Fast forward nine months to the Caribbean, and the scars of that flannelling were revealed in Antigua, when England's best performance of the tournament was still not good enough to overcome Sri Lanka's worst. "Every game is a big game," Sri Lanka's captain, Mahela Jayawardene, had said prior to the contest. "If they've waited this long to see that this is the time to start their World Cup, I don't know if that's the right way to go about it.
"We've been planning [this campaign] for about 12 months, and indirectly before then," he went on. "We knew we had to get the combinations right, we knew we had to get the right people, we knew exactly what conditions to expect, and we had to make sure that the 15 that we bring here are going to contribute in our different combinations. For that we've been planning for quite some time." Sri Lanka, of course, went on to contest the final. England sank without trace among the makeweights of the Super Eights. Neither eventuality was a surprise to anyone who had watched that Headingley massacre.
Even at this early stage, however, and even allowing for the dangers of another Ashes blowout, it's safe to suggest that England will embark on their 2011 campaign in the best frame of mind since 1992. Their line-up looks set to include a classy pinch-hitter in Craig Kieswetter, a refocused Kevin Pietersen, a maverick in Eoin Morgan, and the best spinner in the world in Graeme Swann, which is a spine that would send tingles through any of their most recent efforts.
But more than the personnel, it is the intent that matters most, and in this respect the influence of Andy Flower is crucial. His drive to succeed once secured him the title of the No. 1 batsman in the world, and now his tenure as England coach is a chance to carry a side further than even he could ever do with his native Zimbabwe - who, incidentally, still managed to beat England in six of the first eight ODIs that he contested, as well as outlast them at the 1999 World Cup.
As England have shown at irregular intervals in the past decade, ineptitude over 50 overs does not have to come as standard. In 2004 they were the best side in the Champions Trophy, and would have won the final against West Indies but for an incredible ninth-wicket partnership between Courtney Browne and Iain Bradshaw. That campaign, however, was powered by the Ashes-focused head of steam that Michael Vaughan and his men had spent the summer gathering.
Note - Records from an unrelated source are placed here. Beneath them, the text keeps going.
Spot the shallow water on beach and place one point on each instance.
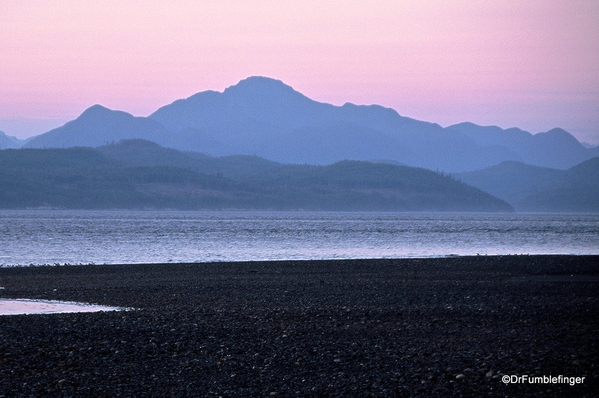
(82, 237)
(25, 306)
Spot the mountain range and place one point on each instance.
(541, 189)
(139, 174)
(264, 117)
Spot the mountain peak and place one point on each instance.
(95, 109)
(261, 85)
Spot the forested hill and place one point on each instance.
(139, 174)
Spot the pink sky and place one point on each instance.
(532, 64)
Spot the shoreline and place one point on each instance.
(451, 326)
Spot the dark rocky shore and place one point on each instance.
(429, 327)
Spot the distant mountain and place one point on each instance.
(555, 148)
(540, 189)
(7, 141)
(141, 174)
(98, 126)
(267, 118)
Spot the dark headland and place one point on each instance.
(428, 327)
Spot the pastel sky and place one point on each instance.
(533, 64)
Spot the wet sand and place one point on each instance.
(431, 327)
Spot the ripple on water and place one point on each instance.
(27, 306)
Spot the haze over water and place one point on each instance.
(83, 237)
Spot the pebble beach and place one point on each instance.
(450, 327)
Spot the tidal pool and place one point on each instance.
(27, 306)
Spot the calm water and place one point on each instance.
(49, 237)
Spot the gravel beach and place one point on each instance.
(431, 327)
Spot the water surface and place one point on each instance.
(58, 237)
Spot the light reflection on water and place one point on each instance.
(25, 306)
(49, 237)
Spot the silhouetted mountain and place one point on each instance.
(264, 117)
(141, 174)
(7, 141)
(97, 126)
(555, 148)
(539, 189)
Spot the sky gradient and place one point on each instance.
(531, 64)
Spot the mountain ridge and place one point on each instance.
(137, 174)
(265, 117)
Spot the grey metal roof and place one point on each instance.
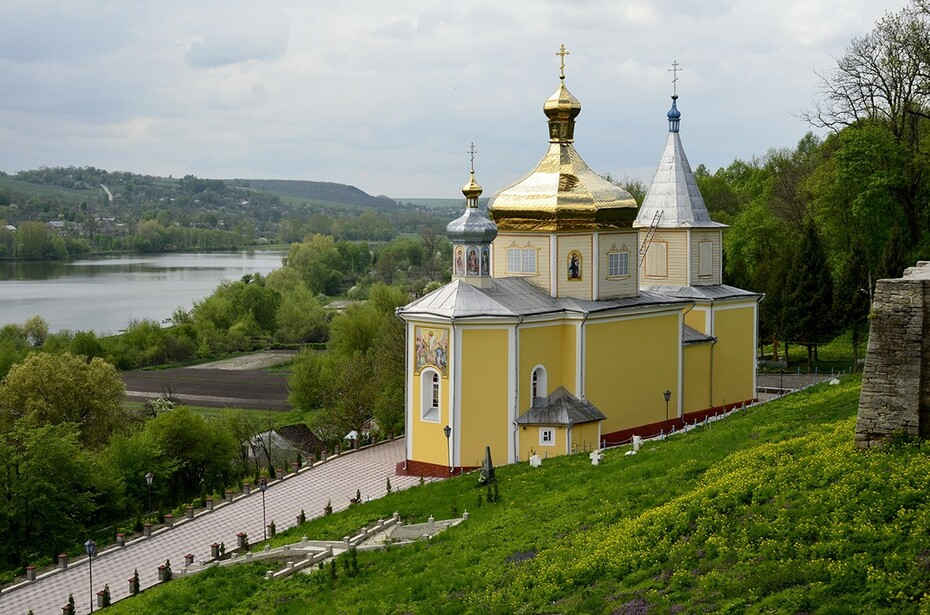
(560, 408)
(674, 193)
(693, 336)
(709, 292)
(473, 226)
(515, 296)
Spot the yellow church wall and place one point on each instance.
(542, 345)
(537, 241)
(734, 355)
(569, 351)
(697, 376)
(579, 289)
(714, 238)
(628, 365)
(484, 419)
(620, 286)
(429, 441)
(584, 437)
(676, 243)
(529, 441)
(696, 318)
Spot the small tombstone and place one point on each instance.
(486, 476)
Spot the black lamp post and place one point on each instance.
(263, 485)
(149, 477)
(448, 431)
(91, 548)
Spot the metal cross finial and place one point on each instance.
(675, 69)
(562, 52)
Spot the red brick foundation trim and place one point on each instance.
(652, 429)
(421, 468)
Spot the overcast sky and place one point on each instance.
(387, 95)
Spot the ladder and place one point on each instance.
(650, 233)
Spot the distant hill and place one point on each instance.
(329, 192)
(439, 203)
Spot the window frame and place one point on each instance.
(430, 396)
(542, 433)
(618, 253)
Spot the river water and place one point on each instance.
(105, 294)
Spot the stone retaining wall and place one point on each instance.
(895, 397)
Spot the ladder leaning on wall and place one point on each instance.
(650, 233)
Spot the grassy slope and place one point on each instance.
(769, 511)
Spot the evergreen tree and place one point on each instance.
(809, 294)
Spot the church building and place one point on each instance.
(574, 318)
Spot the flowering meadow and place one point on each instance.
(769, 511)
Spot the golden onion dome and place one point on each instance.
(562, 193)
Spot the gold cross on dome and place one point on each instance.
(675, 69)
(562, 52)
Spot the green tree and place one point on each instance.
(808, 316)
(63, 388)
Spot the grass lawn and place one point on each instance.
(772, 510)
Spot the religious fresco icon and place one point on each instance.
(473, 261)
(574, 265)
(431, 348)
(459, 260)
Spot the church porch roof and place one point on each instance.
(516, 297)
(560, 408)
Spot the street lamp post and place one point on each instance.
(448, 431)
(263, 485)
(149, 477)
(91, 548)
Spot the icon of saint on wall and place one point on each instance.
(473, 261)
(574, 265)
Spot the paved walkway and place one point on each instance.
(337, 479)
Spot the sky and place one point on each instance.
(386, 96)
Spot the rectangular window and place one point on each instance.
(546, 436)
(618, 264)
(657, 260)
(521, 260)
(706, 259)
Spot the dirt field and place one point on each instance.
(219, 388)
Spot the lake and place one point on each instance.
(105, 294)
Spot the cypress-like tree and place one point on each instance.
(808, 317)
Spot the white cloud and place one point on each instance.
(387, 95)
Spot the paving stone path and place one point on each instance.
(337, 479)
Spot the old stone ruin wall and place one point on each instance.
(895, 397)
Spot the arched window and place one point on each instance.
(538, 386)
(429, 391)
The following summer, when their principal objective had been achieved, their ODI form reverted to type.
This time, however, thanks to the World Twenty20, success at one-day cricket has emerged as an end in itself, and as in 1992, many of the players who have become integral to the short game - Kieswetter, Luke Wright, maybe even Morgan - are unlikely to contest the Ashes, and therefore their focus is less likely to be dimmed in the intervening months.
But when Ricky Ponting - a four-time World Cup finalist and five-time Ashes winner - strides out for the toss at the Rose Bowl on June 22, you can bet that every man in the dressing room, whatever his principal goal for the winter may be, will be armed with an A-game mentality. If England get stuffed 5-0 this time around, no one will dare to pretend it doesn't matter.

Andrew Miller is UK editor of Cricinfo.